Someone boiled pasta.
Someone washed a few dishes.
Someone lit candles.
Someone laid the table.
Someone selected a playlist for background music.
We all sat down to eat.
My five chairs were mismatched, and so were my plates. I didn’t have a plan for dessert, and my narrow galley kitchen isn’t well-suited for multiple cooks in the kitchen. It didn’t matter. We had a delicious meal that we’d all created together, and relaxed, comfortable conversation. I can’t wait to do it again.
Salt, Fat, Acid, Heat hasn’t revolutionized my cooking (yet), but it has made me more connected to it. The meatballs we made, for instance, showcased fat spectacularly: delicate, succulent orbs of beef, pork, ricotta, parmesan, eggs. You use intense heat to brown them on all sides before using low heat to simmer them in tomato sauce. The balance between the rich fat of the meat, the bright acid of the tomatoes, and the salt in the meatballs, the sauce, the pasta water, makes every bit perfect on the palate. I understand why it tastes so good now. Before, I only accepted that it did.

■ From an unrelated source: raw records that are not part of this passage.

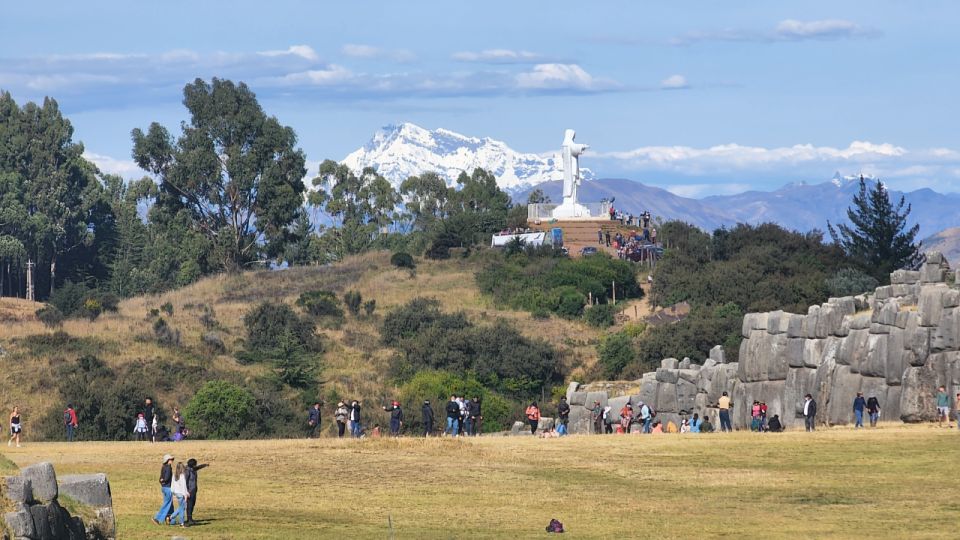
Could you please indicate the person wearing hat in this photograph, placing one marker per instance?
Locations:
(313, 421)
(340, 415)
(426, 414)
(396, 417)
(166, 477)
(192, 468)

That matters to me, since food — cooking it, eating it, sharing it — is a big part of my life. But now the pleasure of cooking together matters to me too. I’m learning that your home doesn’t have to be perfect to welcome people into it. And your meal doesn’t have to be ready-to-serve when your guests walk in for you all to enjoy it. That takes the pressure off of a dinner party, and leaves behind only the joy.